Even before the pandemic, organisations were changing unrecognisably. They have become loser, less connected and less bounded. This is characterised by long supply chains, networks of people coming together to work on projects and then moving on, casual employment and zero hours contracts and automation. But people have the same hopes, anxieties, worries, dreams and instincts that they always have. So, what is the role of organisation development? We believe that there are two important themes if we are to create better organisations and a wider society that Lewin might recognise. Firstly, the development of profound relational skills between people. In short, how people influence and how they are influenced in creating a better world. Secondly, to enable people to made sense of their experience, to challenge assumptions that would otherwise wash over them. All of this is serves the need for better decision making as well as social justice. We do not come to this from a privileged position of knowing the answers, instead we are part of a process of living inquiry of discovery and improvement.

The question is: how will we hold each other to account and bring about positive change? At its most radical, it is about everyday normal interactions that we all have as we understand the world, involve others and make decisions. It is not about abstract theory, policy or ‘key performance indicators’.

We propose three question areas that nest together, sitting at the heart of ethical practice. These are as follows:

Firstly, how we are planning for the future? Here the focus is on how our actions might impact people in the longer term. Questions include:

  • How do I ensure that I ask the right questions before I decide on a course of action?
  • How do I know when I have involved the right people and information in planning a course of action?
  • How do I know if I have hurt or harmed?
  • How will I know if I have done any good?
  • How will I account for myself to others – what will I say in planning my course of action?

Secondly, how do we make the next step as we interact with others? Here are focus is in the here and now.

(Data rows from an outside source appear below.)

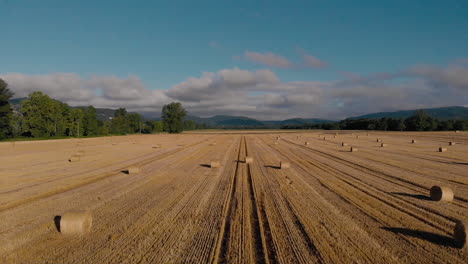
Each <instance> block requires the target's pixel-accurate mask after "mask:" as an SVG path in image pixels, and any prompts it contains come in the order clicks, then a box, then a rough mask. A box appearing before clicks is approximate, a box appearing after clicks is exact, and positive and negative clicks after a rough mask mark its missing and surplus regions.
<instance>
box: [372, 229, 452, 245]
mask: <svg viewBox="0 0 468 264" xmlns="http://www.w3.org/2000/svg"><path fill="white" fill-rule="evenodd" d="M381 228H382V229H384V230H387V231H390V232H392V233H395V234H402V235H405V236H410V237H415V238H419V239H422V240H426V241H428V242H431V243H434V244H437V245H441V246H446V247H452V248H459V247H460V246H459V245H457V243H456V241H455V240H454V239H453V238H452V237H448V236H444V235H439V234H434V233H431V232H426V231H419V230H414V229H408V228H401V227H381Z"/></svg>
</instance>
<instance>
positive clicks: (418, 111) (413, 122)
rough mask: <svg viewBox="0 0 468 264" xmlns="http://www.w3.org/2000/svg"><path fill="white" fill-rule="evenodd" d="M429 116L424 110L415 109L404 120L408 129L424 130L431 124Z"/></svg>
mask: <svg viewBox="0 0 468 264" xmlns="http://www.w3.org/2000/svg"><path fill="white" fill-rule="evenodd" d="M431 122H432V120H431V119H430V116H429V115H428V114H427V113H426V112H425V111H424V110H417V111H416V112H415V113H414V115H413V116H411V117H408V118H407V119H406V121H405V125H406V128H407V129H408V130H415V131H424V130H427V129H428V128H430V127H431V126H432V124H431Z"/></svg>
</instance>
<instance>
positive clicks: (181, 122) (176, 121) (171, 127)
mask: <svg viewBox="0 0 468 264" xmlns="http://www.w3.org/2000/svg"><path fill="white" fill-rule="evenodd" d="M186 114H187V111H185V109H184V108H183V107H182V104H181V103H170V104H167V105H164V106H163V108H162V114H161V117H162V120H163V122H164V130H165V131H167V132H169V133H180V132H182V131H183V129H184V124H183V120H184V117H185V115H186Z"/></svg>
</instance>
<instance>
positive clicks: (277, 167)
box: [265, 165, 281, 169]
mask: <svg viewBox="0 0 468 264" xmlns="http://www.w3.org/2000/svg"><path fill="white" fill-rule="evenodd" d="M265 168H273V169H281V168H280V166H275V165H265Z"/></svg>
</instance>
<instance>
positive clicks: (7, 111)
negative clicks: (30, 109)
mask: <svg viewBox="0 0 468 264" xmlns="http://www.w3.org/2000/svg"><path fill="white" fill-rule="evenodd" d="M12 96H13V93H12V92H11V91H10V89H8V84H7V83H6V82H5V81H3V80H2V79H0V139H4V138H6V137H7V136H8V135H10V134H11V127H10V124H11V117H12V113H13V111H12V109H11V106H10V103H9V100H10V98H11V97H12Z"/></svg>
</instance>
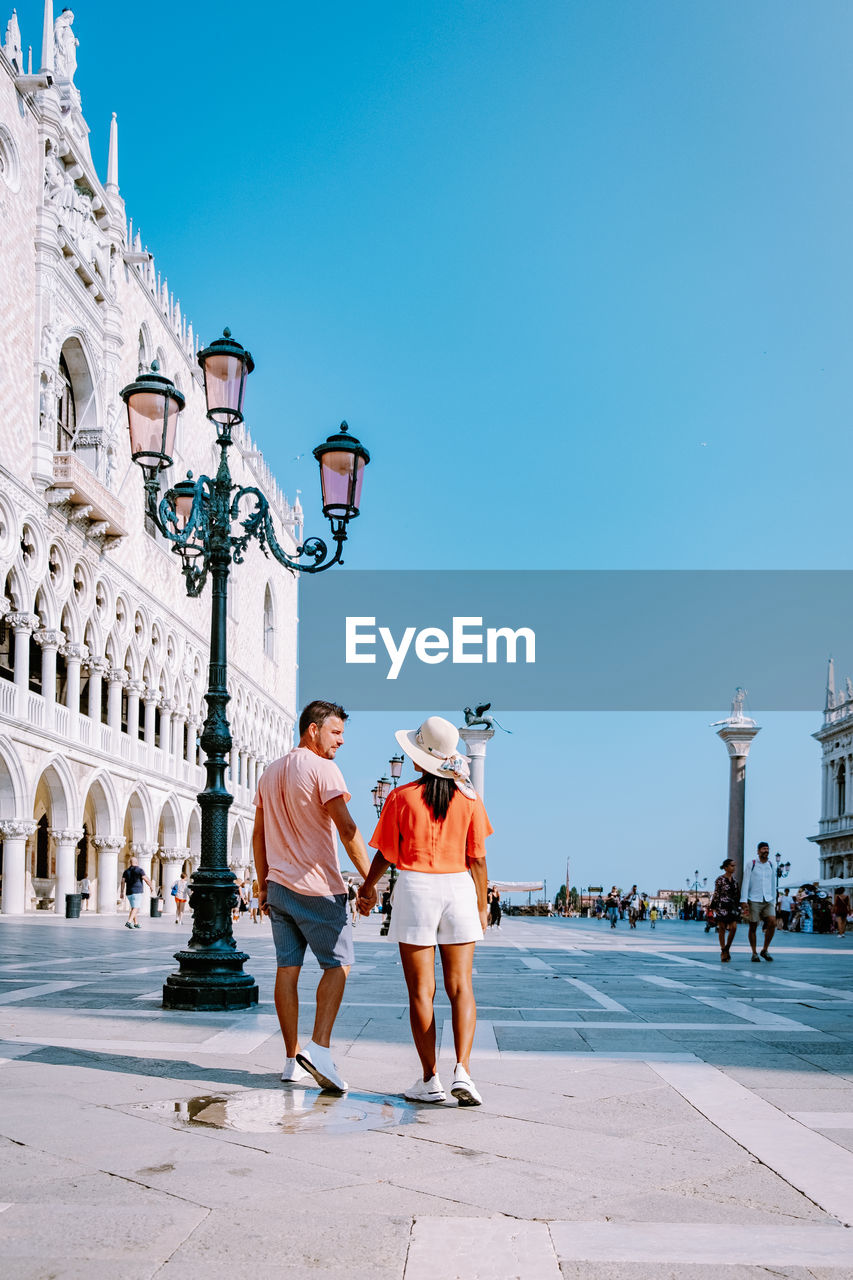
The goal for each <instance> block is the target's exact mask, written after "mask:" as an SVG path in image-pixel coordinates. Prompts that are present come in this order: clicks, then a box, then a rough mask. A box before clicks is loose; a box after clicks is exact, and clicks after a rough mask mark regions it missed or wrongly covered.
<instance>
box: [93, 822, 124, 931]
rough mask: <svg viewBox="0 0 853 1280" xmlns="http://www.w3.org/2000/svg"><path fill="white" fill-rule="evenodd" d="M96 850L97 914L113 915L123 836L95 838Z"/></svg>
mask: <svg viewBox="0 0 853 1280" xmlns="http://www.w3.org/2000/svg"><path fill="white" fill-rule="evenodd" d="M92 844H93V845H95V849H96V850H97V914H99V915H115V899H117V897H118V855H119V852H120V851H122V849H124V836H95V838H93V840H92Z"/></svg>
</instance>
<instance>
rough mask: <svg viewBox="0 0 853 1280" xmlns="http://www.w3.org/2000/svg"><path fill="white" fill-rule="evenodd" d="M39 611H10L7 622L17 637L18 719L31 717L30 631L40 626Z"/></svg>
mask: <svg viewBox="0 0 853 1280" xmlns="http://www.w3.org/2000/svg"><path fill="white" fill-rule="evenodd" d="M38 621H40V620H38V614H37V613H9V614H8V616H6V622H8V623H9V626H10V627H12V630H13V632H14V637H15V689H17V690H18V719H29V705H28V704H29V632H31V631H35V630H36V627H37V626H38Z"/></svg>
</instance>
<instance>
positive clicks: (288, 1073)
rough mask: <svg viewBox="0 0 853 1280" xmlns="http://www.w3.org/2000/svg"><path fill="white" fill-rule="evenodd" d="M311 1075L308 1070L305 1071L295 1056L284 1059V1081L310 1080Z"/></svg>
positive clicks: (282, 1077) (288, 1082) (284, 1082)
mask: <svg viewBox="0 0 853 1280" xmlns="http://www.w3.org/2000/svg"><path fill="white" fill-rule="evenodd" d="M310 1079H311V1076H310V1075H309V1073H307V1071H304V1070H302V1068H301V1066H300V1064H298V1062H297V1061H296V1059H295V1057H286V1059H284V1070H283V1071H282V1082H283V1083H284V1084H288V1083H289V1082H291V1080H310Z"/></svg>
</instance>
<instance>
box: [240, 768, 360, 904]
mask: <svg viewBox="0 0 853 1280" xmlns="http://www.w3.org/2000/svg"><path fill="white" fill-rule="evenodd" d="M336 796H343V799H345V800H350V792H348V791H347V785H346V782H345V781H343V774H342V773H341V769H339V768H338V767H337V764H336V763H334V760H327V759H325V758H324V756H321V755H318V754H316V751H311V750H309V748H307V746H296V748H293V750H292V751H288V753H287V755H282V756H280V759H278V760H275V762H274V763H273V764H270V767H269V768H268V769H265V771H264V772H263V773H261V777H260V781H259V783H257V795H256V796H255V804H256V805H257V808H259V809H263V812H264V842H265V845H266V863H268V867H269V879H273V881H275V882H277V883H278V884H283V886H284V887H286V888H291V890H293V892H295V893H309V895H311V896H315V897H324V896H327V895H328V893H346V891H347V890H346V884H345V883H343V877H342V876H341V864H339V863H338V833H337V829H336V826H334V823H333V822H332V819H330V818H329V815H328V814H327V812H325V809H324V808H323V805H324V804H327V801H329V800H334V797H336Z"/></svg>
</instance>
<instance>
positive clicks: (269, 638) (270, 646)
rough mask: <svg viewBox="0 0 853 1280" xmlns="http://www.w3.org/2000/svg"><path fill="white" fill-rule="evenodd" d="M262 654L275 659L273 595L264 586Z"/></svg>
mask: <svg viewBox="0 0 853 1280" xmlns="http://www.w3.org/2000/svg"><path fill="white" fill-rule="evenodd" d="M264 654H265V655H266V657H268V658H274V657H275V616H274V613H273V593H272V591H270V589H269V584H268V585H266V590H265V591H264Z"/></svg>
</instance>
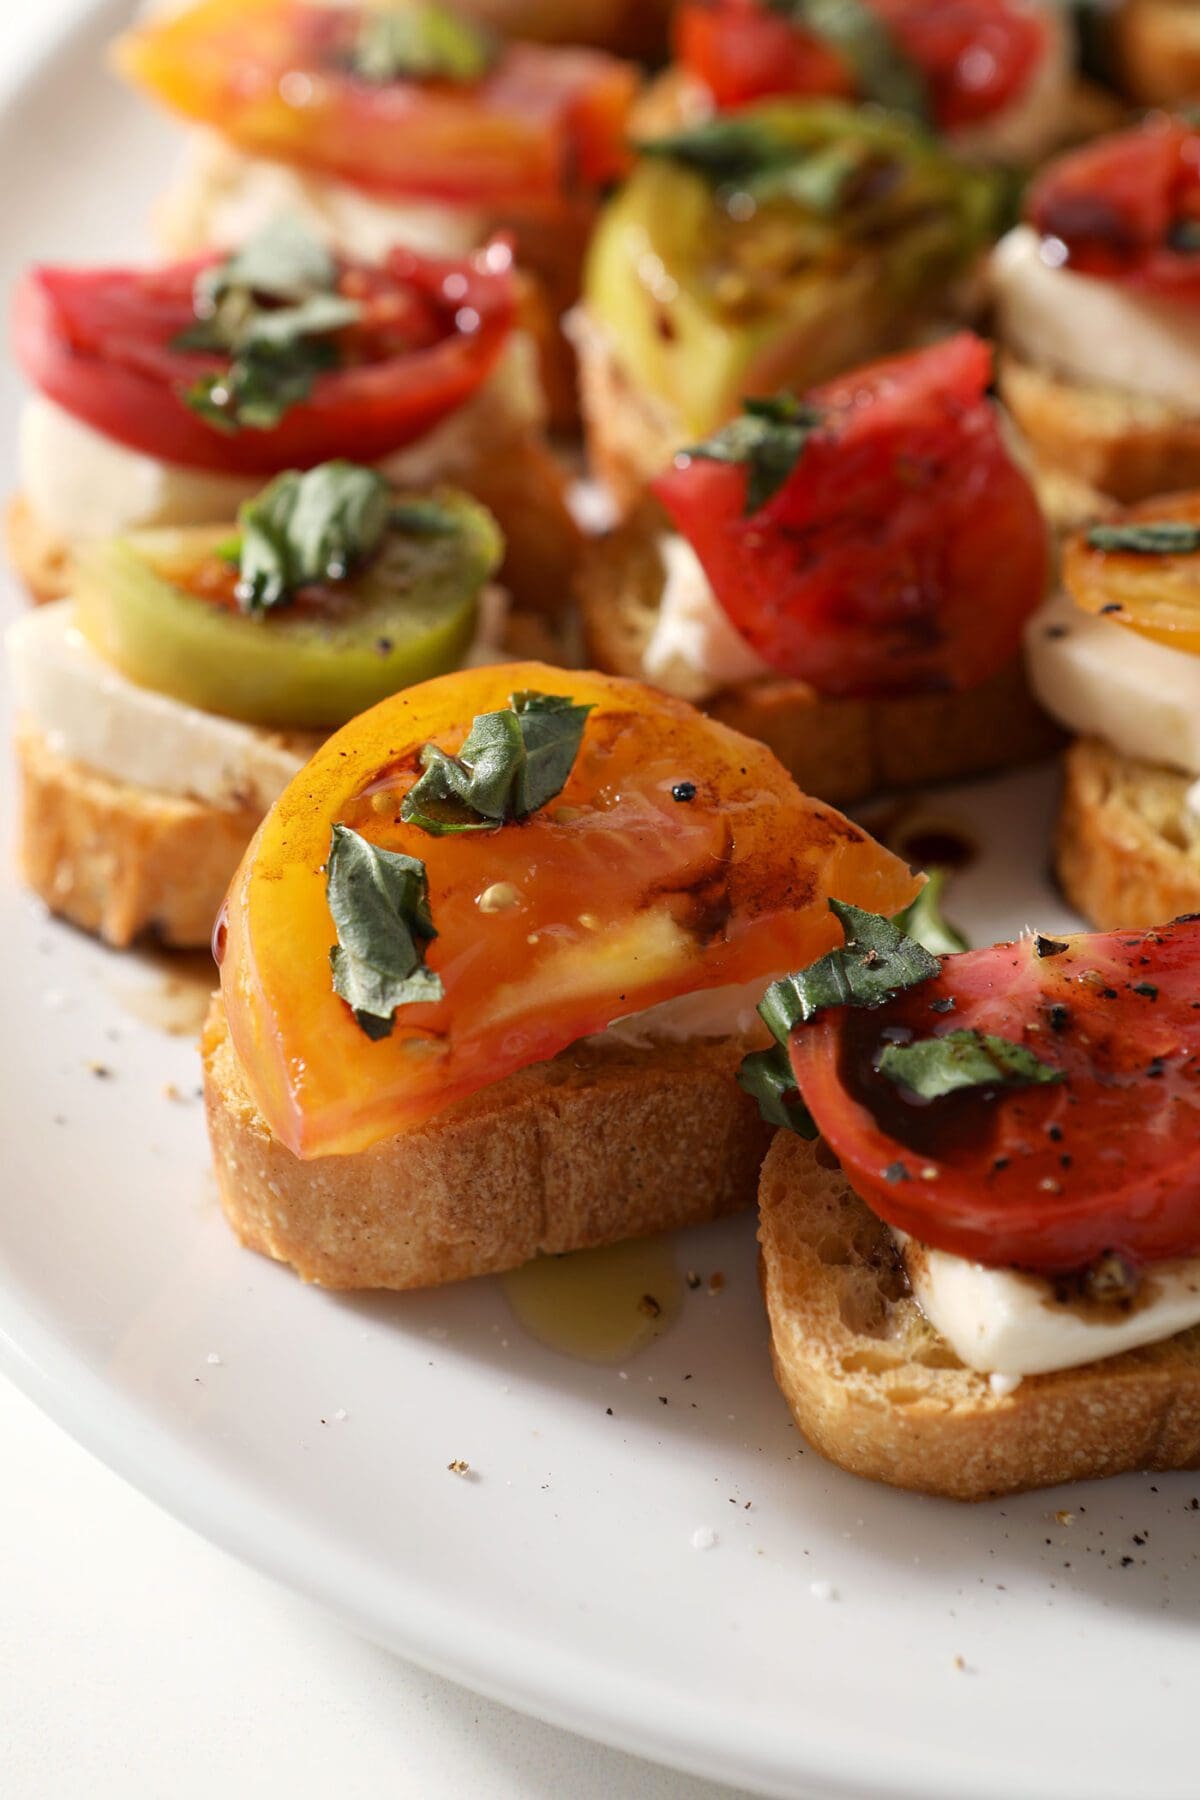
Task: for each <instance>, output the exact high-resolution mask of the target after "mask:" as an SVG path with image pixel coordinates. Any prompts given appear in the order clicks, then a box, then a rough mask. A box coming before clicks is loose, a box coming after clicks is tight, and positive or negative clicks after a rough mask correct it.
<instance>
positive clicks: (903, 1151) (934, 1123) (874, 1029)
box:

Questions include:

  • How will I develop awareness of the wider influences and contexts of what I am experiencing?
  • How will I act in the network relationships in which some people are more powerful and others less powerful?
  • How can I ask questions that will enable me to get more insightful views of conversation?
  • How will I know that I have been ‘conditioned’ to act or think in a certain way?

Finally, In working with others how are we influence and how are we being influenced? Here we consider our impact on others. Questions include:

  • How can we stop ourselves sleepwalking into poor and unethical decision making?
  • How do we keep alive enough difference so that we can see our world with ‘new eyes’?
  • How do we keep aware of the changing contexts and how this affects our stakeholders?
  • How can we keep asking difficult questions of ourselves?

These are questions written in the first person; they are about ‘you’ and ‘me’, not the distant ‘them’. At this current time people are having to make extraordinary decisions where the normal structures and reassurance of knowledge and hierarchies are under enormous pressure as they change. This is becoming the new normal. If this is the case these questions of ourselves and those around us become ever more important. Today it might be about the pandemic but tomorrow we still face climate change, the impact of digital technology and the changing expectations and hopes of the world’s populations.

In summary, even before the pandemic organisations were changing rapidly responding to the realities of climate change, digital transformation and greater expectations from people and this will continue. Yet people have the same hopes, desires, anxieties that they always have. Through this we have choices to make and accountabilities to face. If OD is to remain relevant, to enable people to understand and navigate these challenges, we too have to change and to adapt in a similar manner.

This will bring into sharper focus the core of OD namely social justice and moral practice. This is achieved through developing profound relational skills and our ability to make sense and respond to what is happening.  This long tradition of OD practice is as relevant, if not more relevant, than it has ever been to make a positive change in the world.